Quels effets politiques, économiques et électoraux ?

Kemal Kılıcdaroğlu, le leader du CHP, le parti d’opposition le plus important, s’est rendu sur les lieux, au second jour de la catastrophe, accompagné des maires d’Istanbul et Ankara, Ekrem Imamoğlu et Mansur Yavaş, qui appartiennent à la même formation que lui. Il n’a pas hésité à déclarer : « S’il y a une personne responsable de tout cela, c’est bien Erdoğan ». Il a également ajouté que, bien qu’il ait été au pouvoir depuis vingt ans, le gouvernement d’Erdoğan n’a pas su préparer un plan véritablement efficace pour faire face à de tels tremblements de terre. Certains observateurs ont même affirmé qu’à la veille des élections présidentielles et législatives, le gouvernement d’AKP semble être « plus concerné par son image que par l’idée de sauver des gens »

Par ailleurs, cette tragédie a remis à l’ordre du jour la question des pratiques frauduleuses répandues des entreprises de construction privées qui s’affranchissent des règles de sécurité. Il se trouve que des entrepreneurs proches du gouvernement ont construit des bâtiments de plusieurs étages avec une densité accrue, sans tenir compte de leur résistance aux séismes. Pourtant, la Turquie a introduit de nouvelles normes dans son code de la construction, suite au séisme catastrophique de 1999, exigeant que les constructions soient désormais résistantes aux tremblements de terre les plus forts. Mais vu la rapidité et la facilité avec lesquelles certains bâtiments ses sont effondrés, il est patent que ces derniers ne remplissaient pas les critères exigés pour résister. Ce qui veut donc dire malheureusement que la surveillance que devait exercer l’autorité publique a failli. Là est aussi sans doute hélas l’explication du nombre d’ores et déjà très important de victimes.

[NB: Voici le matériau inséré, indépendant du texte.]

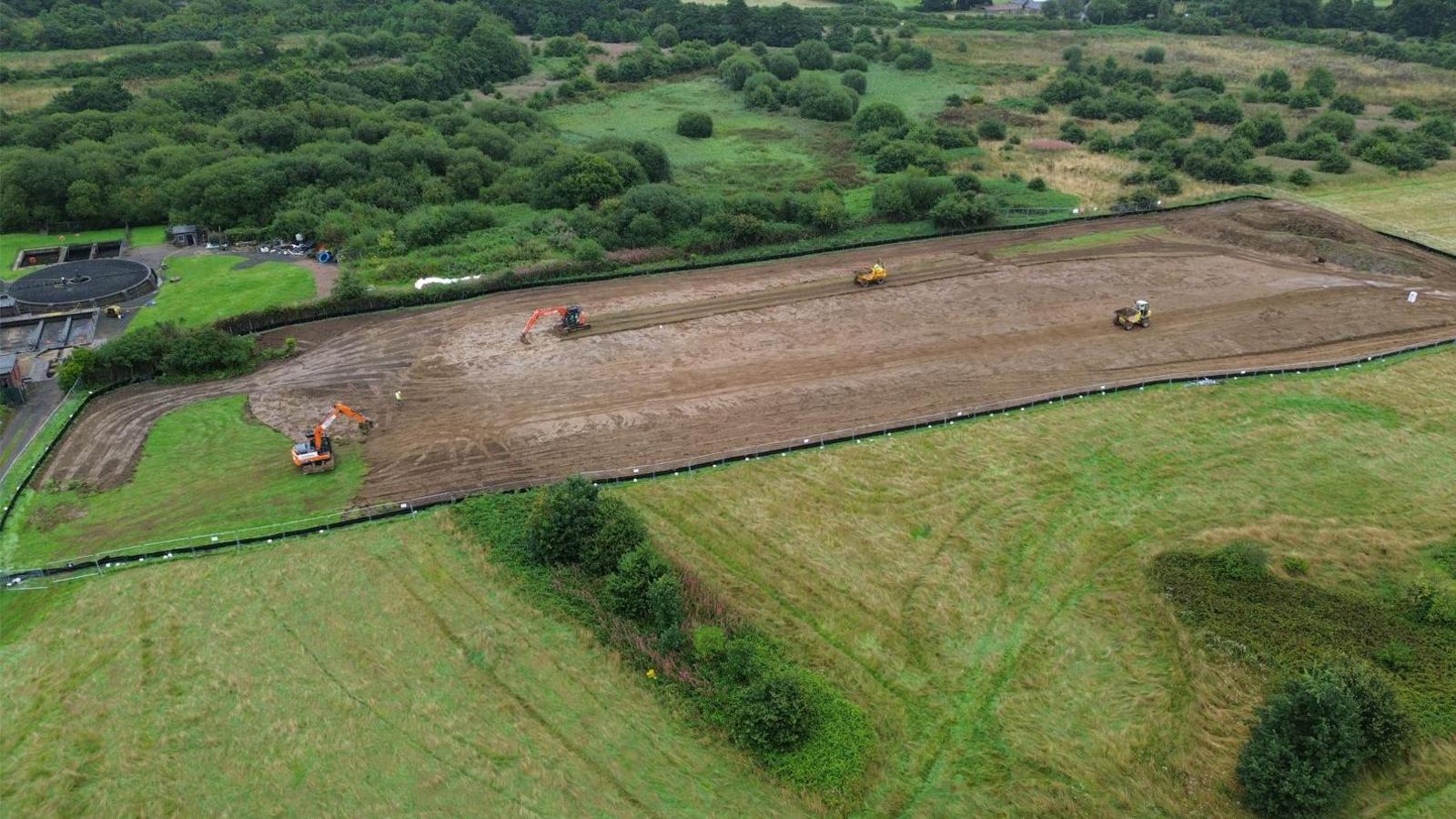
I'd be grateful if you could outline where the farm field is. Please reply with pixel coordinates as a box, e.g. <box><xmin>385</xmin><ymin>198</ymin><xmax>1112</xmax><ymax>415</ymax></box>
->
<box><xmin>622</xmin><ymin>342</ymin><xmax>1456</xmax><ymax>816</ymax></box>
<box><xmin>0</xmin><ymin>0</ymin><xmax>1456</xmax><ymax>819</ymax></box>
<box><xmin>19</xmin><ymin>195</ymin><xmax>1456</xmax><ymax>558</ymax></box>
<box><xmin>0</xmin><ymin>342</ymin><xmax>1456</xmax><ymax>816</ymax></box>
<box><xmin>1301</xmin><ymin>162</ymin><xmax>1456</xmax><ymax>252</ymax></box>
<box><xmin>0</xmin><ymin>514</ymin><xmax>808</xmax><ymax>816</ymax></box>
<box><xmin>0</xmin><ymin>395</ymin><xmax>366</xmax><ymax>565</ymax></box>
<box><xmin>128</xmin><ymin>255</ymin><xmax>318</xmax><ymax>328</ymax></box>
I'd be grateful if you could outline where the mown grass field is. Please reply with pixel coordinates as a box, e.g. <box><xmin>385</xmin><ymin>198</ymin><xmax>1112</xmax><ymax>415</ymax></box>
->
<box><xmin>621</xmin><ymin>351</ymin><xmax>1456</xmax><ymax>816</ymax></box>
<box><xmin>0</xmin><ymin>513</ymin><xmax>805</xmax><ymax>816</ymax></box>
<box><xmin>0</xmin><ymin>225</ymin><xmax>166</xmax><ymax>281</ymax></box>
<box><xmin>0</xmin><ymin>395</ymin><xmax>366</xmax><ymax>565</ymax></box>
<box><xmin>0</xmin><ymin>349</ymin><xmax>1456</xmax><ymax>816</ymax></box>
<box><xmin>128</xmin><ymin>255</ymin><xmax>318</xmax><ymax>329</ymax></box>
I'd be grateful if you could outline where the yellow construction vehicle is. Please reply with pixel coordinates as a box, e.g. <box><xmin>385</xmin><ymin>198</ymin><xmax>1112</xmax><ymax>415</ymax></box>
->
<box><xmin>1112</xmin><ymin>298</ymin><xmax>1153</xmax><ymax>329</ymax></box>
<box><xmin>854</xmin><ymin>262</ymin><xmax>890</xmax><ymax>287</ymax></box>
<box><xmin>293</xmin><ymin>404</ymin><xmax>374</xmax><ymax>475</ymax></box>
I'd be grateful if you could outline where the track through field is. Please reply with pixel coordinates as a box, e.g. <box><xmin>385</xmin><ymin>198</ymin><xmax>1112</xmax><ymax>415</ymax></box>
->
<box><xmin>31</xmin><ymin>201</ymin><xmax>1456</xmax><ymax>540</ymax></box>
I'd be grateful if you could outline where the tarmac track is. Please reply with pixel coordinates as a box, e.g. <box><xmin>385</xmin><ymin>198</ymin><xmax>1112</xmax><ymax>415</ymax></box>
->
<box><xmin>34</xmin><ymin>201</ymin><xmax>1456</xmax><ymax>515</ymax></box>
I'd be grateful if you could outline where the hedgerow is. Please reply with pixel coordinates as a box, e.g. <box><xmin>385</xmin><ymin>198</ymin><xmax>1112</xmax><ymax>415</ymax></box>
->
<box><xmin>1150</xmin><ymin>543</ymin><xmax>1456</xmax><ymax>736</ymax></box>
<box><xmin>454</xmin><ymin>478</ymin><xmax>875</xmax><ymax>795</ymax></box>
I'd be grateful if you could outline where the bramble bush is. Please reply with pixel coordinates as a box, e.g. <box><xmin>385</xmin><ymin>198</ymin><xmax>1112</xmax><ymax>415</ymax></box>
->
<box><xmin>677</xmin><ymin>111</ymin><xmax>713</xmax><ymax>140</ymax></box>
<box><xmin>526</xmin><ymin>475</ymin><xmax>600</xmax><ymax>565</ymax></box>
<box><xmin>1236</xmin><ymin>663</ymin><xmax>1410</xmax><ymax>816</ymax></box>
<box><xmin>56</xmin><ymin>322</ymin><xmax>257</xmax><ymax>390</ymax></box>
<box><xmin>730</xmin><ymin>672</ymin><xmax>815</xmax><ymax>752</ymax></box>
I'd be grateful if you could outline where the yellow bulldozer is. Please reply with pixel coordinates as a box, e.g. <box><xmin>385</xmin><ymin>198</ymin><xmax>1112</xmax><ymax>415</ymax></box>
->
<box><xmin>854</xmin><ymin>262</ymin><xmax>890</xmax><ymax>287</ymax></box>
<box><xmin>1112</xmin><ymin>298</ymin><xmax>1153</xmax><ymax>329</ymax></box>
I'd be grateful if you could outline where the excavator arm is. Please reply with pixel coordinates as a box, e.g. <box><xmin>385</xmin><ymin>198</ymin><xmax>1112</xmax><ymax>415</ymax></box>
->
<box><xmin>521</xmin><ymin>308</ymin><xmax>566</xmax><ymax>344</ymax></box>
<box><xmin>294</xmin><ymin>402</ymin><xmax>374</xmax><ymax>470</ymax></box>
<box><xmin>521</xmin><ymin>306</ymin><xmax>592</xmax><ymax>344</ymax></box>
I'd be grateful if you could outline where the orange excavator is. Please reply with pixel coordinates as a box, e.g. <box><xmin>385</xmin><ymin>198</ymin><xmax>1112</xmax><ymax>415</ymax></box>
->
<box><xmin>293</xmin><ymin>404</ymin><xmax>374</xmax><ymax>475</ymax></box>
<box><xmin>521</xmin><ymin>305</ymin><xmax>592</xmax><ymax>344</ymax></box>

Si le premier souci doit être aujourd’hui de leur porter assistance, on ne peut s’empêcher de voir plus loin. L’étendue de la catastrophe n’est pas encore connue, mais ce qui est sûr c’est qu’elle intervient à un très mauvais moment, car la Turquie était déjà aux prises avec une crise économique dévastatrice depuis plusieurs années. Alors que la bourse d’Istanbul vient de suspendre ses activités après trois jours de pertes, il est sûr que l’économie turque (et donc toute la population de ce pays) sera impactée. En outre, alors même que l’état d’urgence, décrété pour trois mois et dans dix provinces, ne prendra fin que quelques jours avant les prochaines élections présidentielles et législatives, l’autre question qui vient à l’esprit est celle de savoir si finalement ce scrutin pourra avoir lieu dans le sillage de cette catastrophe. En attendant, on ne peut que souhaiter qu’un grand nombre de survivants soient encore sortis des décombres, et manifester la plus grande empathie aux familles des victimes.